What about e-commerce platforms like Shopify?
One argument against WooCommerce plugin for WordPress is that after all is said and done, you may end up paying more for the extra plugins and integrations. I don’t find this to be true in my case. I have been able to use WooCommerce for our products and paid a one time purchase for 1-2 plugins. Shopify can be quite expensive as well and while it has a low learning curve, you are limited to its features in a way. It’s also a focused side of marketing – sales only. You may still need a blog, a portfolio, or a landing site to appeal to your customers.
Should I use WordPress.com
Short answer is no. WordPress is open-source software and anyone can use, study, change and redistribute its source code. It just so happens that WordPress.com hosts websites using WordPress software. Use another WebHost as they are more reliable and versatile than specifically WordPress.com. You are using the WordPress software, but not necessarily the service offered by WordPress.com.
What if it doesn’t work out?
Make sure you read the fine print, but web hosts like Siteground offer a 30-day money back if things just don’t work out. If it is too technical or over your head, consider hiring a freelancer to get things up and running and going from there.
What else should I do after I get my website off and running?
Focus on security. Make a very long password and disable the “admin” account. Use a different username. This goes really for any marketing accounts like Instagram too – the password and security question/answer should not be easily guessed. As your brand gets more popular, hackers and bots will want to compromise them and do things like blackmail you.

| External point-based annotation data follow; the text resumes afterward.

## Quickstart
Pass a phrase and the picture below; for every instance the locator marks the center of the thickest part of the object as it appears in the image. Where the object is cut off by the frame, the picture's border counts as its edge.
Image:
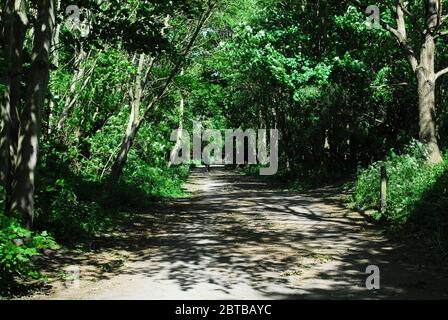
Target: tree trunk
(37, 86)
(177, 146)
(426, 80)
(14, 35)
(133, 124)
(132, 131)
(71, 98)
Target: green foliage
(410, 179)
(17, 248)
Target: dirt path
(236, 238)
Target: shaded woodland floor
(240, 238)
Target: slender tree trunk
(128, 140)
(133, 124)
(14, 35)
(71, 98)
(37, 86)
(177, 146)
(426, 80)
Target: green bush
(17, 247)
(410, 179)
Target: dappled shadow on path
(235, 237)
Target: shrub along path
(239, 238)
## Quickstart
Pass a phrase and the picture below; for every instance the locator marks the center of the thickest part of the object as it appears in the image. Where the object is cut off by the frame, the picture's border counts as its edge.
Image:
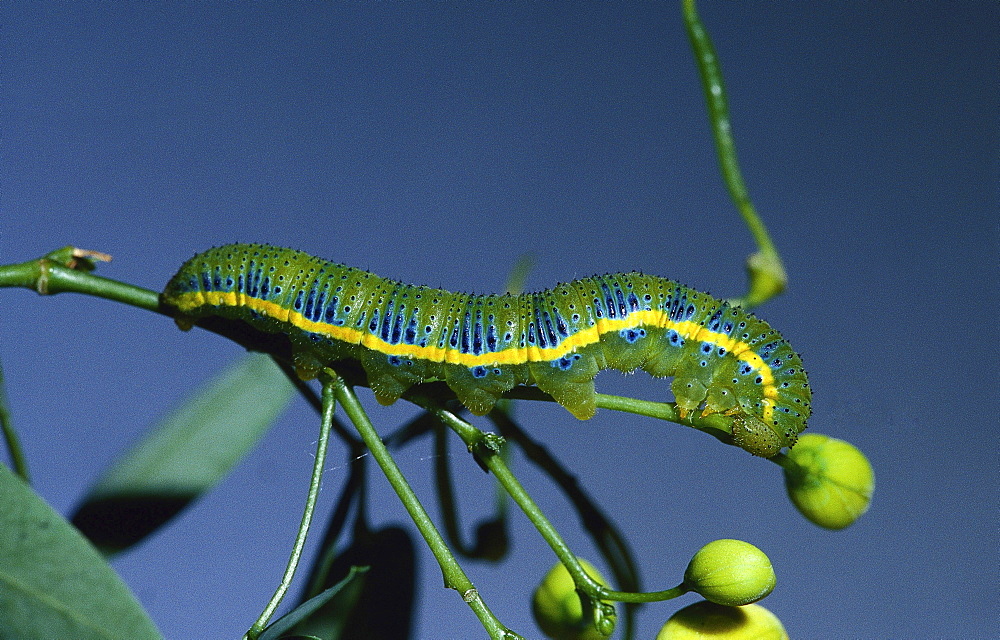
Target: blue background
(434, 143)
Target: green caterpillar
(722, 359)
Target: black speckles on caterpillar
(722, 359)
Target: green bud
(709, 621)
(730, 572)
(557, 608)
(828, 480)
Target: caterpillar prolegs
(722, 359)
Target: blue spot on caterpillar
(722, 359)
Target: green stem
(767, 274)
(486, 447)
(329, 404)
(454, 576)
(17, 458)
(49, 277)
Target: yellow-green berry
(730, 572)
(828, 480)
(557, 609)
(709, 621)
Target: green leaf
(53, 584)
(190, 451)
(337, 602)
(382, 608)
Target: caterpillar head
(752, 434)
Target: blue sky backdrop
(436, 142)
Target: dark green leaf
(53, 583)
(337, 602)
(190, 451)
(384, 607)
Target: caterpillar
(722, 358)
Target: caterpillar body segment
(722, 359)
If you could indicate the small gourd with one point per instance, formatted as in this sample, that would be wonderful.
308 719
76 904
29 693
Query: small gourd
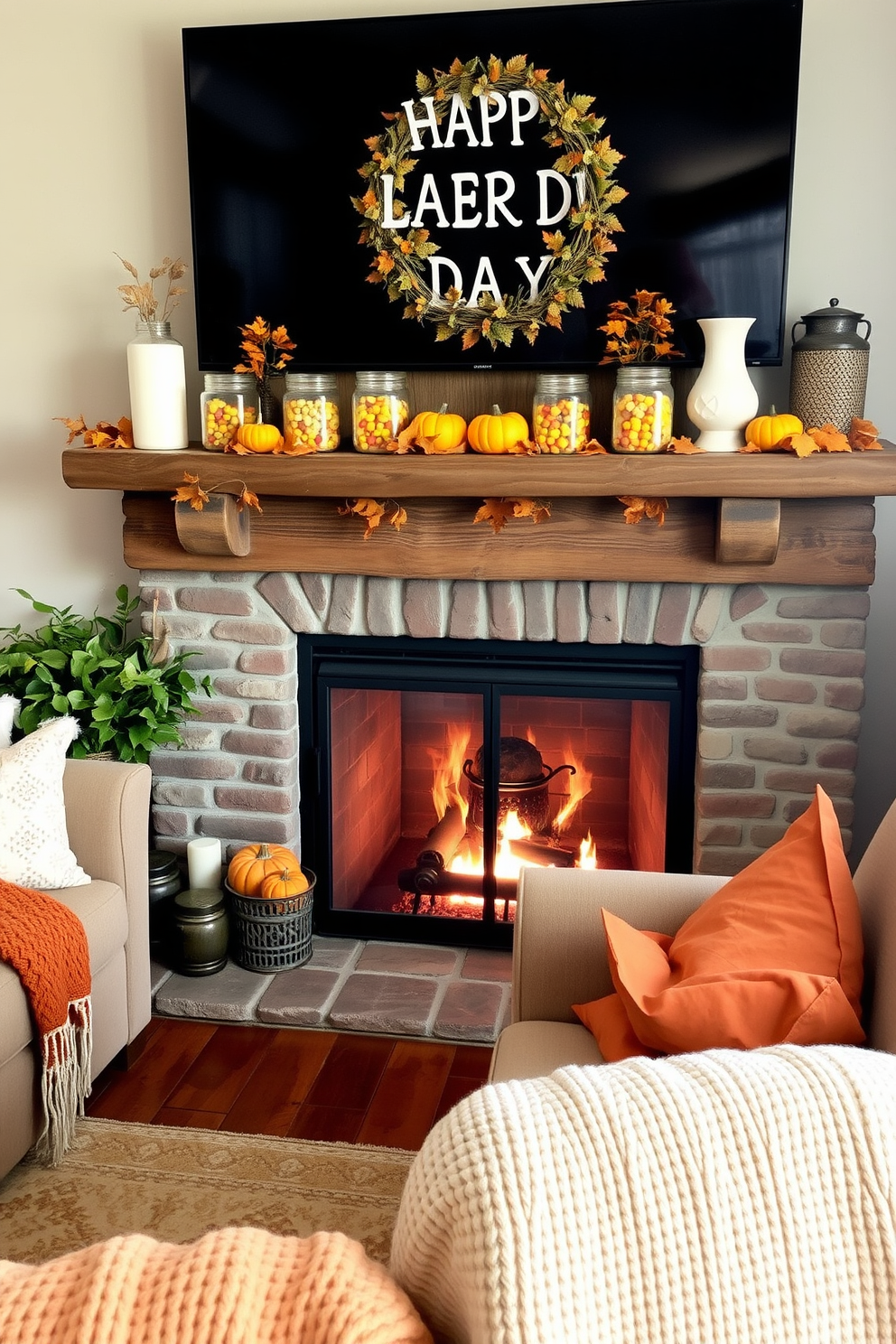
259 438
766 432
448 433
254 862
281 886
501 432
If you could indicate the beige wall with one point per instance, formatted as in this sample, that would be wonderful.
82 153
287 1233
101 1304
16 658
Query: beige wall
93 162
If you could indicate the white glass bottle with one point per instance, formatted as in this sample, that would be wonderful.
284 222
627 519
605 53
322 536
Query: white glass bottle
157 385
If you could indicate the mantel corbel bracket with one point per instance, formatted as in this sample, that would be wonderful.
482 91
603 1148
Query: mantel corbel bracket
747 531
219 528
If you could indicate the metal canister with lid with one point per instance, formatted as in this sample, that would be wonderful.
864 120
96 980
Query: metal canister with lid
199 931
829 367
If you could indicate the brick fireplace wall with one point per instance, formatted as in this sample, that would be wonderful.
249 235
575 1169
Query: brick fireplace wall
780 687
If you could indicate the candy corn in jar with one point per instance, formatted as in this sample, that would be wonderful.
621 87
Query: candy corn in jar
379 410
641 409
311 413
228 402
562 413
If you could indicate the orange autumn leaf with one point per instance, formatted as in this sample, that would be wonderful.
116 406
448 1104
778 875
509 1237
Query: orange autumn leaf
801 443
496 512
74 426
372 512
863 435
191 493
830 440
639 506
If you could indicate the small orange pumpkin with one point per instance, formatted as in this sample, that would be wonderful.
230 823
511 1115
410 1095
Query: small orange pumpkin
766 432
254 862
259 438
448 433
280 886
501 432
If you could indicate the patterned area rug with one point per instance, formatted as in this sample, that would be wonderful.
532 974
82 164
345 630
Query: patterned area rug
175 1184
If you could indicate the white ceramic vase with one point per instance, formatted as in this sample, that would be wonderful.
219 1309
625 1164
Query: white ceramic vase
723 399
157 386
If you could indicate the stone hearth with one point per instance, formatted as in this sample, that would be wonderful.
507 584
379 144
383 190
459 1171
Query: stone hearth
779 694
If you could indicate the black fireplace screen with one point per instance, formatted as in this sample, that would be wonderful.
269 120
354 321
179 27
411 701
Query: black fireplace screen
434 770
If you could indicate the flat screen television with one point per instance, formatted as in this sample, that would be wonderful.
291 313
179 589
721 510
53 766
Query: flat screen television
468 228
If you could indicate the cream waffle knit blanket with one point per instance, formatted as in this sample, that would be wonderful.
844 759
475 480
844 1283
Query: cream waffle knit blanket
723 1198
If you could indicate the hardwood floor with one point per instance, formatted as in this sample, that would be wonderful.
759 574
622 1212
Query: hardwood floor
341 1087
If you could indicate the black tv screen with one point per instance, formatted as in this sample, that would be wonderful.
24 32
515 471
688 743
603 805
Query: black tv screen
534 167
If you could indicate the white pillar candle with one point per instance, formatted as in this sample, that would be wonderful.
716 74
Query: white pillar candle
204 863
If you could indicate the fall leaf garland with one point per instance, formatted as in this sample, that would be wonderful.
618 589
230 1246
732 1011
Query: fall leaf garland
579 254
102 435
191 492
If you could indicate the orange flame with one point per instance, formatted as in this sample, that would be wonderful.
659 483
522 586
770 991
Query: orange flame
446 779
579 789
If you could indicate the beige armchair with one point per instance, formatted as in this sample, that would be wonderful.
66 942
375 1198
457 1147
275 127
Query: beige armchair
107 821
559 950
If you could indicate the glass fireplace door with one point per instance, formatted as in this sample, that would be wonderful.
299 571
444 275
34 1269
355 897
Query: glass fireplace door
427 788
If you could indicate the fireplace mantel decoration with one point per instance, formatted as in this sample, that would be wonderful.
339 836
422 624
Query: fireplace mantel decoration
746 518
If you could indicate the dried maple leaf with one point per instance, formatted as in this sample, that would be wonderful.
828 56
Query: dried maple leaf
374 511
74 426
191 493
639 506
830 440
863 435
498 512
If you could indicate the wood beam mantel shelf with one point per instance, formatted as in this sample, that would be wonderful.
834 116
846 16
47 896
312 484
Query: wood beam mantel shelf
733 518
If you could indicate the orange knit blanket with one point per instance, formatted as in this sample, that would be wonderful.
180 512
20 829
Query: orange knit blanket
238 1285
46 945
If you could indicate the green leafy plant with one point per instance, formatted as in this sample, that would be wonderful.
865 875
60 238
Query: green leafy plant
128 693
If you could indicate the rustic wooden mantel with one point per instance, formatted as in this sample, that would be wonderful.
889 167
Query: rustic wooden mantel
733 518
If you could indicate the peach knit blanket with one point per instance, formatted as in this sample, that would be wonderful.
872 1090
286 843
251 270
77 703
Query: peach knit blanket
237 1285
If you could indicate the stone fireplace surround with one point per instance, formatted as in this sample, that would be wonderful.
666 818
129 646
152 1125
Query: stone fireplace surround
779 694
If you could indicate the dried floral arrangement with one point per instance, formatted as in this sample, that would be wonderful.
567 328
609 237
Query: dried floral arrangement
639 330
579 254
143 294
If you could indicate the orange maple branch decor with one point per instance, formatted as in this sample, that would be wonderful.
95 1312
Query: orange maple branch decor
102 435
498 512
191 492
266 350
374 512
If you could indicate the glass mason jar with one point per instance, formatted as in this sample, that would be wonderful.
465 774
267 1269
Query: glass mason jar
642 409
311 412
157 387
379 410
228 402
562 413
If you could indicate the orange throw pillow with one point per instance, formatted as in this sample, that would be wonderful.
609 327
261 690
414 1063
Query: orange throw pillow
774 956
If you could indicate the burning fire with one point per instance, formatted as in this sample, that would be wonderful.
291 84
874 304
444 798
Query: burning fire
518 845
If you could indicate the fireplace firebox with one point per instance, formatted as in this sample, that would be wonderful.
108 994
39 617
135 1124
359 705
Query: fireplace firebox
433 770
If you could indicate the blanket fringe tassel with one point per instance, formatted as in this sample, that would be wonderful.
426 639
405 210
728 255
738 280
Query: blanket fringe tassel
66 1081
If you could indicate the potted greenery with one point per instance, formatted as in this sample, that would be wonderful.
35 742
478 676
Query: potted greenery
128 693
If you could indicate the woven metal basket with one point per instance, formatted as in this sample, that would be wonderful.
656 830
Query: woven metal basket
273 934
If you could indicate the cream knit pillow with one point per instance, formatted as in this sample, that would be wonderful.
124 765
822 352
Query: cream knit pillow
33 840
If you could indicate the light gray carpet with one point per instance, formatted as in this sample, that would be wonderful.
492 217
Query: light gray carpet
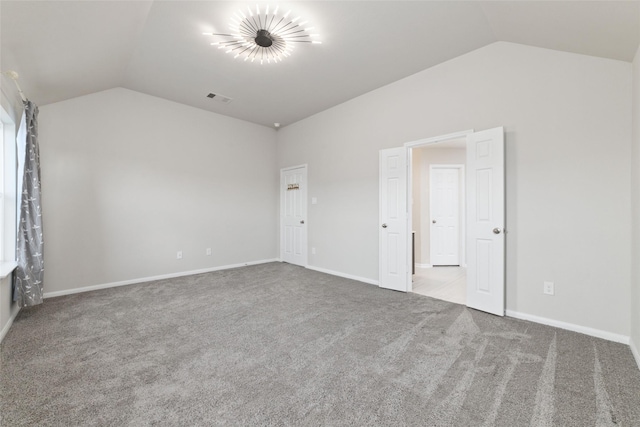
276 344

When do you recommend focusing on social media?
That’s up to you. When you get a decent amount of web traffic, then you may want to branch off to social media – making sure to link back to your website at any opportunity. I would still invest 80% effort into the website and 20% into social media. What’s great about having a website is you already have the content, say a blog post that you can recycle for social media. You may just need to reformat the image, make it look nice, or cut it short such as for twitter. So in a way, a website is an outline or master template that you can carve out for your social media posts. It doesn’t really make sense to do it other way around for things like blogging. And if you are really into the new Reels thing, I would consider going into YouTube instead. YouTube is here to stay much longer than Reels. That’s why OTDUDE also does YouTube even though it’s “free”, it’s considered the #2 search engine after Google so there is a lot of opportunity there than a social media platform that can come and go. In fact, recently many users were not happy with the recent Instagram and Whatsapp user agreements in regards to privacy and have quit and switched to other platforms, just as people once did from Myspace.
Hope you find this information useful.